This is the third and final post in my series on service of process and legal history. I encourage you to read the first and second posts!
Why am I writing about ancient methods of service of process, and Supreme Court references to them? Here is my basic idea.
In 2017, I think it is time to disentangle the idea of service of process from the idea of personal jurisdiction. At least for us (I mean us Americans, or maybe us common law folks, in modern times), the rationale for service of process is to provide notice of the action, and the rationale for personal jurisdiction is to ensure that defendant’s contacts with the forum are sufficient to make the forum’s exercise of jurisdiction over him consistent with due process. There’s no necessary connection between these ideas. Yet courts continue to say that service of the summons is a prerequisite to jurisdiction, and in the background is a mistaken idea about legal history—that the reason service of process is closely related to jurisdiction is that in the past, the limits of a court’s jurisdiction were defined by the limits of its arrest power, and that service of process in the past turned on arrest, too. Here’s a quote from just last month, in Lowe v. United States (E.D.N.C. 2017): “Proper service of process (or waiver of service under Rule 4(d)) is necessary for the court to exercise personal jurisdiction over a defendant. See Murphy Bros., Inc. v. Michetti Pipe Stringing, Inc., 526 U.S. 344, 350 (1999).” This is just illustrative—there are a ton of similar statements.
Now, I don’t think that in the civil law world folks conceive of service of process in this way. For us, there’s no objection to any layman serving process, because it’s just a notice. For civilians, only agents of the state can serve process, which demonstrates, I think, that for them service of process has more weight as a sovereign act. We have the Hague Service Convention and some rules of private international law to help bridge this gap.

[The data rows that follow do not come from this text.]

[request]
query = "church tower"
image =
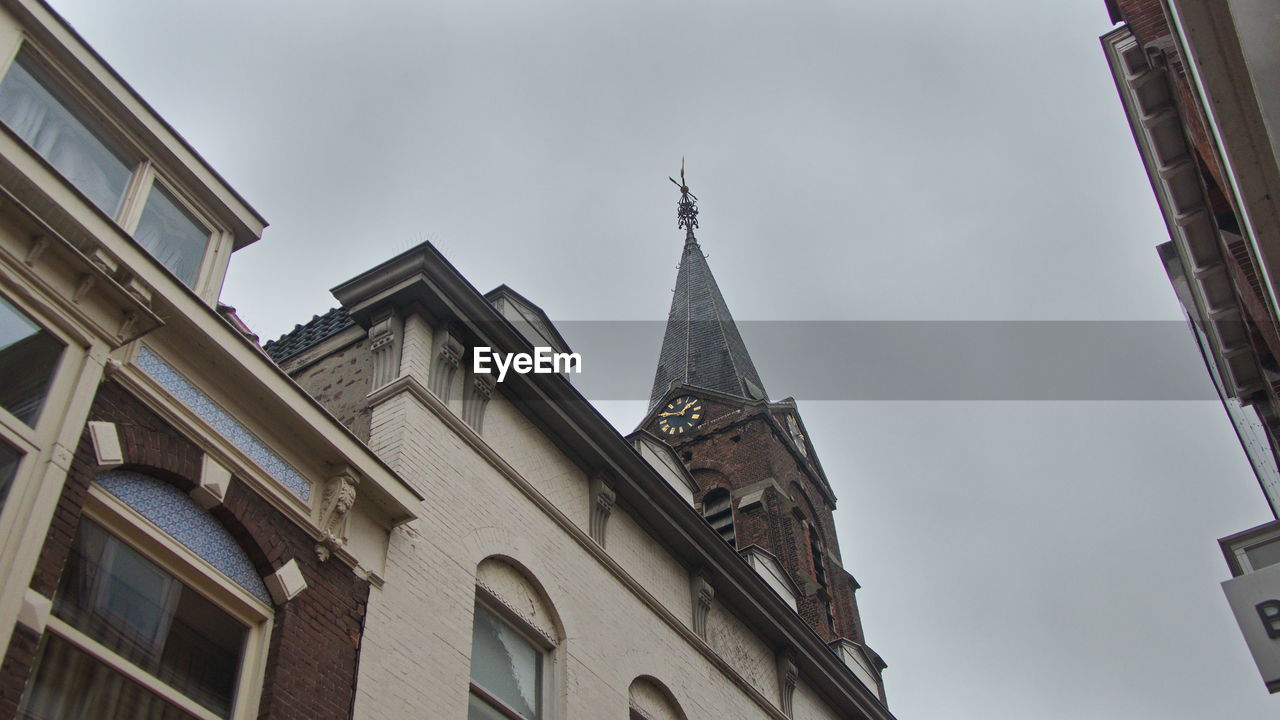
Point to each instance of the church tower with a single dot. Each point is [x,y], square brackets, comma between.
[759,481]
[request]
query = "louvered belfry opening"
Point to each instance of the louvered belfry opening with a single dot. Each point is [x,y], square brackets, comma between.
[718,511]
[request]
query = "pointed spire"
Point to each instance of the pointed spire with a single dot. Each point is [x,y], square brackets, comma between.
[702,346]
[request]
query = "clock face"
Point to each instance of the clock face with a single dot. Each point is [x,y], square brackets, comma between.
[680,415]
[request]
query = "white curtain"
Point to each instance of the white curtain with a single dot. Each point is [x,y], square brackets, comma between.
[53,131]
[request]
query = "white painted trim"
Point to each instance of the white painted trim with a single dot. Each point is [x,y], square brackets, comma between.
[200,575]
[408,384]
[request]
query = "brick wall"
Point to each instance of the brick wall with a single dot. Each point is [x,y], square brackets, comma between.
[315,638]
[341,382]
[739,447]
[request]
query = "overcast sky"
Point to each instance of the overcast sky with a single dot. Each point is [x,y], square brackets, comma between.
[871,160]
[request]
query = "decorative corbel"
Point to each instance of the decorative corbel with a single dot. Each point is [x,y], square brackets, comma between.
[602,505]
[787,679]
[703,595]
[339,495]
[479,393]
[39,245]
[447,361]
[384,345]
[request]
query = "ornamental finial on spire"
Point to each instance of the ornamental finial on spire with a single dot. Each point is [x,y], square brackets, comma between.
[686,210]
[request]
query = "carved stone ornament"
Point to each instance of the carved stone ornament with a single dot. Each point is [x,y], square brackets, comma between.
[447,361]
[602,505]
[384,345]
[339,496]
[787,679]
[703,595]
[476,399]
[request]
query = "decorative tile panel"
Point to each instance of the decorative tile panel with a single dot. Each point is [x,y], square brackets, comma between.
[170,510]
[220,420]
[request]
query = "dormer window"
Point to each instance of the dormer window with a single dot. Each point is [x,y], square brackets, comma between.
[39,112]
[169,233]
[58,127]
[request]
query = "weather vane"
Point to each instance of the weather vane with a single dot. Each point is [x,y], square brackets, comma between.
[688,209]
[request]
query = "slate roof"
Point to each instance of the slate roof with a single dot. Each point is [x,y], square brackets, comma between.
[301,337]
[702,346]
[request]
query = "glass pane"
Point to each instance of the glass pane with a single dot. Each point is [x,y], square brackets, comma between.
[1264,555]
[28,356]
[136,609]
[71,684]
[37,112]
[480,710]
[9,459]
[506,665]
[172,236]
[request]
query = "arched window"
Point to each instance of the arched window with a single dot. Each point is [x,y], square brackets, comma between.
[513,638]
[145,623]
[650,700]
[718,511]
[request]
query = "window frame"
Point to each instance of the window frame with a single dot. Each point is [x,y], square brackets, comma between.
[36,442]
[547,660]
[144,176]
[140,534]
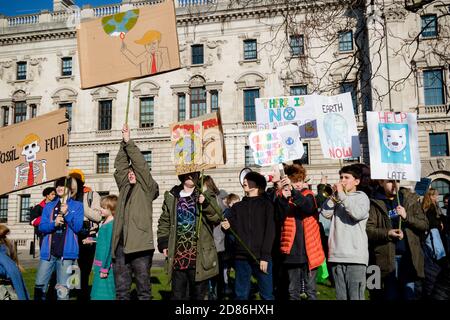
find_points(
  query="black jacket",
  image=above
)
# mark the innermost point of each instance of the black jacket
(253, 221)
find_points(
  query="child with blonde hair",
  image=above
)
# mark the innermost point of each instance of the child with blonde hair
(103, 287)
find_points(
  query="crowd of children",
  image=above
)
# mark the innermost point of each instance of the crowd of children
(283, 234)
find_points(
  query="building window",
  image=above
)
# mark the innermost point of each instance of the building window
(68, 107)
(21, 70)
(4, 209)
(25, 208)
(33, 110)
(305, 158)
(350, 87)
(198, 102)
(146, 112)
(297, 45)
(5, 116)
(148, 158)
(105, 115)
(346, 41)
(429, 26)
(181, 107)
(439, 144)
(20, 111)
(299, 90)
(66, 66)
(249, 104)
(197, 54)
(249, 160)
(102, 162)
(250, 50)
(443, 187)
(433, 87)
(214, 101)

I’ll end with a word of explanation about my lack of credentials as a legal historian, which are legion. I can imagine readers who know something about legal history objecting that regurgitating a little bit of Blackstone is not really doing legal history. That’s absolutely right, and a fair criticism. And it should go without saying that although I took some legal history in school I am not a legal historian. But the kind of potted legal history I did is pretty much what most judges do when they do any history at all. Most lawyers and judges, myself included, aren’t equipped to read the plea rolls or the year books from long ago without expert help. My point is that I think the legal history the Supreme Court has done fails even on its own terms, which is why I think it’s okay to pretend to do legal history for purposes of these posts.